I use to check my email on the web, then dump each message as a single html file and delete the whole folder content on the website.
My old script was a mess of regexes, difficult to maintain and adjust to the frequent changes in my webmail service's frequent html structure changes; a question in "Seekers of Perl Wisdom" solved my doubts and made me discover the good HTML::TokeParser and the killing Date::Manip, which turned out to be far the best solution I ever expected to find.
But something didn't work...I mean, there were some specific files which "Date" field seemed to be haunted...the script was correctly parsing html and storing the string containing the Date, but then Date::Manip failed to convert it in the format I like, i.e.:"%y%m%d". I started thinking that the html could be somewhat different between each file, and checked.
nothing.
Then I spent the following 30 minutes reading word by word the Date::Manip manpage, finding that it was correctly used.
But some files were still haunted, and the date seemed to disappear as soon as I tried to convert it with the magic module...
Then, I started inspecting the Date strings, which usually look like this one:
Wed, 28 Jul 2004 9:12 PM ( 14 hours 34 mins ago )
and the regex which gets rid of that non-standard useless reminder between parentheses:
$value=~s/M.*$/M/;
What did I mean?
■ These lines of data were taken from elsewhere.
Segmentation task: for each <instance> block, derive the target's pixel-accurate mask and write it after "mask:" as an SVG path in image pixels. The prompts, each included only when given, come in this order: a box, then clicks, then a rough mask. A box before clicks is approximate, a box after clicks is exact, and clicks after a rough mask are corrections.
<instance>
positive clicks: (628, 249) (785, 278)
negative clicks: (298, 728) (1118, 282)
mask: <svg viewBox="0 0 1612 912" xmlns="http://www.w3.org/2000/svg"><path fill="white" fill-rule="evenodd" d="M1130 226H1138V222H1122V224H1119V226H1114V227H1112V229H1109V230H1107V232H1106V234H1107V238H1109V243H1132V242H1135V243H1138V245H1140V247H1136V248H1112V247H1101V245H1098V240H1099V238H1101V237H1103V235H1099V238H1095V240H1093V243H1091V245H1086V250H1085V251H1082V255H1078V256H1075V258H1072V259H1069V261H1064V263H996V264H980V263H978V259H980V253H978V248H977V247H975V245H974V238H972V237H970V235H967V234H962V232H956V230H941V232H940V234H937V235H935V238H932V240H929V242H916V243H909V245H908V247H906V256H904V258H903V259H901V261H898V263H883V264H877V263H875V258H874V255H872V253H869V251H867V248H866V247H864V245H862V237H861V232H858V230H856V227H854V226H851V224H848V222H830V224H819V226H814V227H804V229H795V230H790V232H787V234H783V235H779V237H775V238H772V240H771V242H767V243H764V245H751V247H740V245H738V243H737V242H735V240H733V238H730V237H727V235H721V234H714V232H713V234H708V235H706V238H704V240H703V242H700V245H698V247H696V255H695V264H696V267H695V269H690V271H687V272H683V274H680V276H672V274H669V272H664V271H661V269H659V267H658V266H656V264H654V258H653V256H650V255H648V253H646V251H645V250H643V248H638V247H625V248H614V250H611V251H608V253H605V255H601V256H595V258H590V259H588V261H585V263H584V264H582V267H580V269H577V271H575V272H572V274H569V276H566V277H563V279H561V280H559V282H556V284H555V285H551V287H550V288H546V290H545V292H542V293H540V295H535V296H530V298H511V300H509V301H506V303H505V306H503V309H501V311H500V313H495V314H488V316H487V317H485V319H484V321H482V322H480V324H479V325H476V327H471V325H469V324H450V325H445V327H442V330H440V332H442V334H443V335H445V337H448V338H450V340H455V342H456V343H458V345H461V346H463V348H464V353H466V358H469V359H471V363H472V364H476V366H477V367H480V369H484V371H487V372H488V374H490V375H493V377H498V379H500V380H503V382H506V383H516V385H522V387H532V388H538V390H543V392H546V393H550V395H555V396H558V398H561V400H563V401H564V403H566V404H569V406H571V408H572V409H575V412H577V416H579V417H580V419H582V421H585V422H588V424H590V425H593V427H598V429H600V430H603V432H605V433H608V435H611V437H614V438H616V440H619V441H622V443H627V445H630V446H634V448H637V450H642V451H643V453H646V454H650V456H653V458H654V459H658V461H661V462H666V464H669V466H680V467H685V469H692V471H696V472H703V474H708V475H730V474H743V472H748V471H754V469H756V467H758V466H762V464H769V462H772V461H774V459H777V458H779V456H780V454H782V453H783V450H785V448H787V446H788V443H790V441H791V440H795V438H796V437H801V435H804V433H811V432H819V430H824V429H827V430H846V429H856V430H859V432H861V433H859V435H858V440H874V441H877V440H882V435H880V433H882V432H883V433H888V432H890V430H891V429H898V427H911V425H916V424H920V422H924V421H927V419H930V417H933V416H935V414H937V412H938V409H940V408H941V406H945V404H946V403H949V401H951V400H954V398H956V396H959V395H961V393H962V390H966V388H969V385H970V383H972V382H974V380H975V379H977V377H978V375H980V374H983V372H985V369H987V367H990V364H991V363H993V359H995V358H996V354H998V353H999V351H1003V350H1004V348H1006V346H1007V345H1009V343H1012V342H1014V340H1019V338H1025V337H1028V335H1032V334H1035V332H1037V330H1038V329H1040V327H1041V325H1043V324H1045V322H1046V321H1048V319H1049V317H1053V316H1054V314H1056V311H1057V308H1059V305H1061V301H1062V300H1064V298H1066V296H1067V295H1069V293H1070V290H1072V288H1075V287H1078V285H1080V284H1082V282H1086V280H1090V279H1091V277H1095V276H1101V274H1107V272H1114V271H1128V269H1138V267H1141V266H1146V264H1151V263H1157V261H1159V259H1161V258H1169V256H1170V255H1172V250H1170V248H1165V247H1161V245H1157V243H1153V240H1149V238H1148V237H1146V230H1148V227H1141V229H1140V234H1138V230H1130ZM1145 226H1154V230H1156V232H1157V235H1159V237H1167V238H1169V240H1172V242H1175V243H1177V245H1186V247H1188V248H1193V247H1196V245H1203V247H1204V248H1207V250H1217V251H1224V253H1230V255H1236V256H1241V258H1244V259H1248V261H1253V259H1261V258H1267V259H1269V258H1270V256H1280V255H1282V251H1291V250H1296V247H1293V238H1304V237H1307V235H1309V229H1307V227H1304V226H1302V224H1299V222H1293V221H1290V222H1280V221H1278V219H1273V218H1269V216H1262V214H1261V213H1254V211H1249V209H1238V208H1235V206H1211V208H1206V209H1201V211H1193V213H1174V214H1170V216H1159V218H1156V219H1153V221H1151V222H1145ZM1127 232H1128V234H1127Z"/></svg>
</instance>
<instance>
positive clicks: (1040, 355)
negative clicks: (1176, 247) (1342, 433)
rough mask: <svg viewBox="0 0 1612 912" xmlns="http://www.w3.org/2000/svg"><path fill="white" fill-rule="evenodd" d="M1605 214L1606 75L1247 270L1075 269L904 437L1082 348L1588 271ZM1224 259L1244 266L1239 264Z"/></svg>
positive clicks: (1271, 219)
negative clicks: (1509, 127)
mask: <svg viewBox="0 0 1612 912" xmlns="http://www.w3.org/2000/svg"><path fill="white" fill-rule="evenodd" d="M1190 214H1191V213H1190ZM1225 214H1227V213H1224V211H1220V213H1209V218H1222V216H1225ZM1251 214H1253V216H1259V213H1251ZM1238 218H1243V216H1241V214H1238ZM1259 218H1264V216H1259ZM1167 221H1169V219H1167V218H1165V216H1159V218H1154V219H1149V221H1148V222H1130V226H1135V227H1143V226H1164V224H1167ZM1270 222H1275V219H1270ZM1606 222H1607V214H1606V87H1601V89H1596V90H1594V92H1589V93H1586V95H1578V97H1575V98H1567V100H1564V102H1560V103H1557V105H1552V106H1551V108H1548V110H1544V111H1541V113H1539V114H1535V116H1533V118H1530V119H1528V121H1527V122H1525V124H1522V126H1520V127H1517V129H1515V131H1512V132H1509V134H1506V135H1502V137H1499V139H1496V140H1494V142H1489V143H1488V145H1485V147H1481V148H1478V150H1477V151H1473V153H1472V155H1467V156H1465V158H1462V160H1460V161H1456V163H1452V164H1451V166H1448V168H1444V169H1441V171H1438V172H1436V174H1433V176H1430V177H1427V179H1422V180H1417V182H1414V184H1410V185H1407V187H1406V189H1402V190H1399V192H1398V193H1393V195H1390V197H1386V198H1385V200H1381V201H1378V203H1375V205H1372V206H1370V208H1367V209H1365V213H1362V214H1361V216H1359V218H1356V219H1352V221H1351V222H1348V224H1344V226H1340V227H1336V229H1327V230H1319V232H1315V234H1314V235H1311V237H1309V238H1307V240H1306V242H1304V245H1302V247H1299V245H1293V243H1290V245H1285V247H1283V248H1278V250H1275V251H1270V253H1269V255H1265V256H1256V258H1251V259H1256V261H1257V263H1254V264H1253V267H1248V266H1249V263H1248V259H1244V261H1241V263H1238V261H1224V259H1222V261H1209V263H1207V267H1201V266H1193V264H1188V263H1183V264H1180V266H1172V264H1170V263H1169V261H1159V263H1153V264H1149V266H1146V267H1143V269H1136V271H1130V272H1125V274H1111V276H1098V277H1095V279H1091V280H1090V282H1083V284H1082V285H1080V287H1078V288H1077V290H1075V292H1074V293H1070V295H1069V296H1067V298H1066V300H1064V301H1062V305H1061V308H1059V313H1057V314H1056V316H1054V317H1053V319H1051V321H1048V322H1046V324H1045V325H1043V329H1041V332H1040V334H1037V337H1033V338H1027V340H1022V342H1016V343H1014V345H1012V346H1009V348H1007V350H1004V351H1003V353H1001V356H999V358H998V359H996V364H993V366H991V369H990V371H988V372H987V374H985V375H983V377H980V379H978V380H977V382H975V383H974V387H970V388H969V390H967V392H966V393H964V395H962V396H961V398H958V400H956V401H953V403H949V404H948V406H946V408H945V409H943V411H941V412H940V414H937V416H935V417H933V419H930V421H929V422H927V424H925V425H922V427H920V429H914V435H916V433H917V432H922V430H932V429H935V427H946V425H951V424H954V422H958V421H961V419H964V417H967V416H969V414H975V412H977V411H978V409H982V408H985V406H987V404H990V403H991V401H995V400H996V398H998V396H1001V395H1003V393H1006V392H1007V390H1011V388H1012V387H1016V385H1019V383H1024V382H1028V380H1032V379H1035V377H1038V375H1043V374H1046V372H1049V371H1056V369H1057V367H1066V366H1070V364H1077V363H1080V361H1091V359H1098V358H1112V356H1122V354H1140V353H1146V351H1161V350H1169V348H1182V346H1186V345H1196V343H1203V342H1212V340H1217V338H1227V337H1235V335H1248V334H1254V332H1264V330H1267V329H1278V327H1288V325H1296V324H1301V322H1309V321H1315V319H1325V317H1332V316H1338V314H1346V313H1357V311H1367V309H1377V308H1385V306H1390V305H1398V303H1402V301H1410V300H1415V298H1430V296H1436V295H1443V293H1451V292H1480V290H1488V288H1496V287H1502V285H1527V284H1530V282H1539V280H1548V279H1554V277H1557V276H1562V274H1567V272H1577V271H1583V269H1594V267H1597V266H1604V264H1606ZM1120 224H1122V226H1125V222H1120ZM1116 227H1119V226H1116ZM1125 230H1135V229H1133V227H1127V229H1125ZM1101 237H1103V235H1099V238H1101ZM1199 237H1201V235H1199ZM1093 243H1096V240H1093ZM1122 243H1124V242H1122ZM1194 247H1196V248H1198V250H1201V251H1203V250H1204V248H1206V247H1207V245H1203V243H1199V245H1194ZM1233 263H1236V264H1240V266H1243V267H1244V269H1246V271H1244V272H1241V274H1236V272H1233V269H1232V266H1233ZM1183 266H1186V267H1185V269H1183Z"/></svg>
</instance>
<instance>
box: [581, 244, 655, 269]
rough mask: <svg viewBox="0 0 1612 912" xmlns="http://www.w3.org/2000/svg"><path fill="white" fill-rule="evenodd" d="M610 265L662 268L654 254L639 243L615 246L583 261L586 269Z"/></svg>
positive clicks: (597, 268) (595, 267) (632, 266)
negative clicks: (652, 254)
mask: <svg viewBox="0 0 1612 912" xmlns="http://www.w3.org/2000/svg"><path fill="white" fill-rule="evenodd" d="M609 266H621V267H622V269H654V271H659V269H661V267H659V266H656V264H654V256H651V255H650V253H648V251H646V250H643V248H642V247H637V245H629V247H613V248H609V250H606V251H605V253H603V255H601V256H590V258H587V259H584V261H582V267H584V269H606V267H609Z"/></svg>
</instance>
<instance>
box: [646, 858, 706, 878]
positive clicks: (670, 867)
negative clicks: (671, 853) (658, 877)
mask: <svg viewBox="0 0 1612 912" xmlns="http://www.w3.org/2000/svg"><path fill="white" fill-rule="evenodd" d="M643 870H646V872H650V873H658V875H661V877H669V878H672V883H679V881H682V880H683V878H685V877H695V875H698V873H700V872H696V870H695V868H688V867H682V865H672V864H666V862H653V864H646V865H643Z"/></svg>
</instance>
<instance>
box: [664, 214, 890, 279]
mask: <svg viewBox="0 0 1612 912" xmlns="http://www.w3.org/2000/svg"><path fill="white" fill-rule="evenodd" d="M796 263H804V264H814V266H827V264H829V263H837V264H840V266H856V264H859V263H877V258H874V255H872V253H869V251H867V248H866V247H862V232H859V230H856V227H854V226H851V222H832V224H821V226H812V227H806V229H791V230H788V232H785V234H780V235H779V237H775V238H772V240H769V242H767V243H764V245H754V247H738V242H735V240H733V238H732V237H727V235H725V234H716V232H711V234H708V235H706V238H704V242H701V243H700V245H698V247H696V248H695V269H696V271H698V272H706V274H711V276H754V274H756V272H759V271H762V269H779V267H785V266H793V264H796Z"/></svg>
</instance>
I wanted to replace PM or AM and the following characters with just PM or AM. So I thought it was a good idea to refer just to the M, which was the character in common, and build my killer regex on it.
No way, men, with some files it failed, and the whole date disappeared in a puff of smoke...

until...

...until I discovered that sometimes it's Monday!

useless to say that my regex now is:
$value=~s/[AP]M.*$//;


Edited: i forgot an M in my first regex!

janitored by ybiC: Retitle from one-word "Epiphany" because one-word nodetitles hinder site search

Replies are listed 'Best First'.
Re: Regexp Epiphany
by wfsp (Abbot) on Aug 21, 2004 at 16:26 UTC
    I think Monday's _should_ disappear in a puff of smoke, 'shoot the whole day down'!

    Glad to hear you abandoned the regex approach.

    wfsp

Re: Regexp Epiphany
by bart (Canon) on Aug 21, 2004 at 19:12 UTC
    Aren't you supposed to keep that "AM"/"PM" intact?
    s/(?<=[AP]M).+//;
      oh, it actually doesn't matter.
      I can safely remove AM or PM and it all works ok!

        How can it? You lose information. That strings contains nothing else that would indicate whether the times are AM or PM. Date::Manip is probably assuming 24-hour-time, effectively assuming AM for all times.

        Did you actually test your assumption or are you simply programming by coincidence?

        $ perl -MDate::Manip -le'print UnixDate "Wed, 28 Jul 2004 9:12 PM", "% +s"' 1091041920 $ perl -MDate::Manip -le'print UnixDate "Wed, 28 Jul 2004 9:12", "%s"' 1090998720

        You didn't notice that, because you're not asking for the time, only for the date. Are you sure you will never want to see the time, in a future change to the script? Will you remember this idiosyncracy of your solution at the time? You should at least document this issue in your script; the better approach would of course be to either strip the entire time out of the string completely (Date::Manip will assume 12AM sharp) or not to destroy this information in the first place.

        Makeshifts last the longest.

Re: Regexp Epiphany
by Aristotle (Chancellor) on Aug 22, 2004 at 18:00 UTC

    That explains why your previous regex won't work, but why did you fix it by still matching a location other than what you want to remove?

    $value =~ s/ \(.*\)$//;

    Makeshifts last the longest.

      because I don't mind at all to keep in place that AM or that PM to correctly format my date.